There is a well in Alcudia which, in August 1707, was covered over by the order of what then constituted a town hall. The local authority was concerned about the number of stones that children were throwing into it and possibly also by how many children might have disappeared into it.
A well from over three hundred years ago might seem like a peculiar starting-point for considering Mallorca's golfing heritage, but it was to prove be crucial in the creation of the island's first golf course. The well came to eventually be sited within Alcudia's electricity plant in the early years of the last century. The water was used to drive that plant, and the owner of the electricity distribution network in the town was a gentleman by the name of Pere Mas i Reus.

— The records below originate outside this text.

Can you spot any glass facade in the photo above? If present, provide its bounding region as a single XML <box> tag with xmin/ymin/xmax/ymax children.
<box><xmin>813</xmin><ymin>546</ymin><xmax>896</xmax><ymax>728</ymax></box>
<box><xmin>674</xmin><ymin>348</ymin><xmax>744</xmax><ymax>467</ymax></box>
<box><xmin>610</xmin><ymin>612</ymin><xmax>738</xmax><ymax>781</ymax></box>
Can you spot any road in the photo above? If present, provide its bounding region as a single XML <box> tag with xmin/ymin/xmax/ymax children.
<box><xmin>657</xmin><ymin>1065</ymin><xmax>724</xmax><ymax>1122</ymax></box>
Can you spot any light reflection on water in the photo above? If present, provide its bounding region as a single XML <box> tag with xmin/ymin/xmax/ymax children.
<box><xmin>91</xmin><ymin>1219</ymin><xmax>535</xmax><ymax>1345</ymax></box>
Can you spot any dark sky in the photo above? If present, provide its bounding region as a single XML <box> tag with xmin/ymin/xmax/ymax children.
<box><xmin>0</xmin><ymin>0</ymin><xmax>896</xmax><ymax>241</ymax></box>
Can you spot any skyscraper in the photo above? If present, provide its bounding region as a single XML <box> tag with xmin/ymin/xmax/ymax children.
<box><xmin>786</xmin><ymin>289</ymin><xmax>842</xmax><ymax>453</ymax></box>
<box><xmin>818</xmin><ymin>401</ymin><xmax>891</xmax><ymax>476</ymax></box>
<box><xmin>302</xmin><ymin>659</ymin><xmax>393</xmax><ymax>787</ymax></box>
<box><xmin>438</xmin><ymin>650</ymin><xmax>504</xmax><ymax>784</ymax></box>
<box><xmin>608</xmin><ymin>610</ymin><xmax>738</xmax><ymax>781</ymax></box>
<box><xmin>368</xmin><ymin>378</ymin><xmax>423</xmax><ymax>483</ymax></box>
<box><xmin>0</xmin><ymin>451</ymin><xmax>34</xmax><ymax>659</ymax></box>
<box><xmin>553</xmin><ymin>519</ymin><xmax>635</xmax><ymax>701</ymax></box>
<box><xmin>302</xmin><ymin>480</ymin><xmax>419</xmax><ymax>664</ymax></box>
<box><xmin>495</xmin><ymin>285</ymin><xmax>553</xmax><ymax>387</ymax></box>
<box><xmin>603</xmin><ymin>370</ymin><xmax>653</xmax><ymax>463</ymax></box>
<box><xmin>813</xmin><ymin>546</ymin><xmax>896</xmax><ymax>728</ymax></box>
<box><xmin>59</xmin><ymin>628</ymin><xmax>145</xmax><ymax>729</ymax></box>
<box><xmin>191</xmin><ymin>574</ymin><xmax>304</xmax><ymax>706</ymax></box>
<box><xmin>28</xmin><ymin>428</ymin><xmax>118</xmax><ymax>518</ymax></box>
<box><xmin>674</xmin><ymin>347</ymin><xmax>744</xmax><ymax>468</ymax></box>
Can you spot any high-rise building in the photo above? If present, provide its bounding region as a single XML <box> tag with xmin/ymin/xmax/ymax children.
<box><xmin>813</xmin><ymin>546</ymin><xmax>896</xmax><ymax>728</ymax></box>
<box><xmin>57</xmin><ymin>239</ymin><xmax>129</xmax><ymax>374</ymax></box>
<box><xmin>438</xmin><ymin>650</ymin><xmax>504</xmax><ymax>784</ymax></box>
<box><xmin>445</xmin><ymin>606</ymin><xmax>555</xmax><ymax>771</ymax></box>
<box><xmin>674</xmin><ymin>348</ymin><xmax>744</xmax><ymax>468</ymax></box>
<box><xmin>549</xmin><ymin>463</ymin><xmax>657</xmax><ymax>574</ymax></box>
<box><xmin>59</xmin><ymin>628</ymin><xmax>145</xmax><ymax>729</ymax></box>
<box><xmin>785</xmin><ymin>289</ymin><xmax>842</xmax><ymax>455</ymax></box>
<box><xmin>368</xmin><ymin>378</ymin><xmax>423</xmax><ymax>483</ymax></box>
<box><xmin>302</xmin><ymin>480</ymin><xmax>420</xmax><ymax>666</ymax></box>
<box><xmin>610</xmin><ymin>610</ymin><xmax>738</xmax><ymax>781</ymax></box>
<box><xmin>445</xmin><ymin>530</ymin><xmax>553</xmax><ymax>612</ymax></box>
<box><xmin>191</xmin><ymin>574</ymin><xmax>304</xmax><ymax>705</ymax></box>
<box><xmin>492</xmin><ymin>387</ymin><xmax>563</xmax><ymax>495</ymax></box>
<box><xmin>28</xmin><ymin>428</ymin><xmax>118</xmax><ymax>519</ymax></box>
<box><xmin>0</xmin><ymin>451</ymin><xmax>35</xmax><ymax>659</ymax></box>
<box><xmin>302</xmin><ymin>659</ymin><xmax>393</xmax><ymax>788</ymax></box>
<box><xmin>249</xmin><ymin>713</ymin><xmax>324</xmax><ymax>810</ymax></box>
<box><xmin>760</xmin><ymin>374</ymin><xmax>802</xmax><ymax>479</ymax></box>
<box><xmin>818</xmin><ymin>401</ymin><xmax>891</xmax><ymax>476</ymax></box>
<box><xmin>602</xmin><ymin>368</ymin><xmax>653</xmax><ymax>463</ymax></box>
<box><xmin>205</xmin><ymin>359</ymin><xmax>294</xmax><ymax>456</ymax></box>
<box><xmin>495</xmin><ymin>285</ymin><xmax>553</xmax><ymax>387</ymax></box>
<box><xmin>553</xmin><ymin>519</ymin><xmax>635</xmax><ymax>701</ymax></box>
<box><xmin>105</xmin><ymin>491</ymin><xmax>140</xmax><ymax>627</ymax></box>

In 1933, Mas i Reus and Jaume Ensenyat acquired 198 hectares (around 490 acres) of land. It was sold to them by Joaquim Gual de Torrella, who himself had obtained the land from the bankrupt New Majorca Land Company, established by the British engineer Frederick Bateman for the purposes of draining and cultivating the Albufera wetland.
Mas i Reus, Ensenyat and Gual de Torrella's son, Mariano, were involved with an ambitious project. They planned to create a resort. Some one hundred plots were to be sold, a hotel was built and, central to the whole project, a golf course was created. Which was where the well came into the story. Its water was needed for the course and for the properties that were to be built on the plots. The well was, by then, no longer inside an electricity plant. The building had become a textile factory - Tapices Vidal - and Mas i Reus paid the factory two centimos of a peseta per cubic metre for general use of the water and seven centimos for watering purposes. In addition, he had to install a pipeline for the water to be supplied from the old town to the site.
The hotel was called the Hotel Golf. It is now the adults-only Vanity Golf, the home also to Team Sky when they train in Mallorca in the winter. The golf course was officially opened in February 1934. Ensenyat, in addition to believing that tourists could be attracted, felt that the course would be of value to the British (and American) residents in neighbouring Pollensa. Some members of this foreign community were invited to the opening.
What they witnessed and what they played was rudimentary. The course had nine holes, all of them on totally flat land. The greens were indistinguishable from the fairways, which were marked out with stones and shells. How successful (or not) the course was to prove to be, its life was short. The Civil War came, and the course was taken over and used as a landing-strip.
As for the well, that remains. The factory has long since closed, but it too remains, occupying a corner of Alcudia's market area. The well, though, has been accorded a certain status in the town's history, which speaks of it having a well-deserved place in the economic development of Alcudia and of Mallorca. How much greater or swifter that development might have been is purely hypothetical. The golf course and resort project were killed off by war. It wasn't until the 1960s that the plan for the resort, minus the golf course, was revived.
The importance of the well and therefore the provision of water cannot be underestimated. An indication of this was the fact that the Alcudia course wasn't strictly speaking the first. Mas i Reus and Ensenyat were both heavily involved with the Mallorca Tourist Board. Mas i Reus, though known more as an engineer, had joined its governing board as a spokesperson for the association of hoteliers in the mid-1920s. Both he and Ensenyat would almost certainly have attended a function at the Hotel Formentor in 1930, which was specifically for members of the tourist board. They would probably have observed that the hotel had a golf course.
Little is known about this course and it seems that it was never actually used. And the reason why not was that there wasn't sufficient provision for water to maintain it. A subsequent plan for the Formentor course never got off the ground. The year was 1936.
The Civil War and then the world war put everything on hold, including another plan for a resort with a golf course. Habitat Golf Santa Ponsa was founded in 1932, the garden city design of the whole resort having principally been the work of two Germans - a Berlin building tycoon Heinrich Mendelssohn and architect Max Säume.
It wasn't to be until 1964 that a golf course - a sustainable one - was inaugurated. The concept for the Son Vida course, originally just nine holes, was mainly that of one of the partners in the hotel, the American Steve Kusak. Another of the partners, Jose Luis Ferrer of Binissalem wine fame, was said by his daughter to have had no idea about golf or golf courses. Once he had visited courses in Monaco and Zurich, his enthusiasm for the development of the course was kindled. It was Prince Rainier of Monaco who teed off for the first time. Mallorca's golf was finally, and after the stuttering attempts before the war, on course.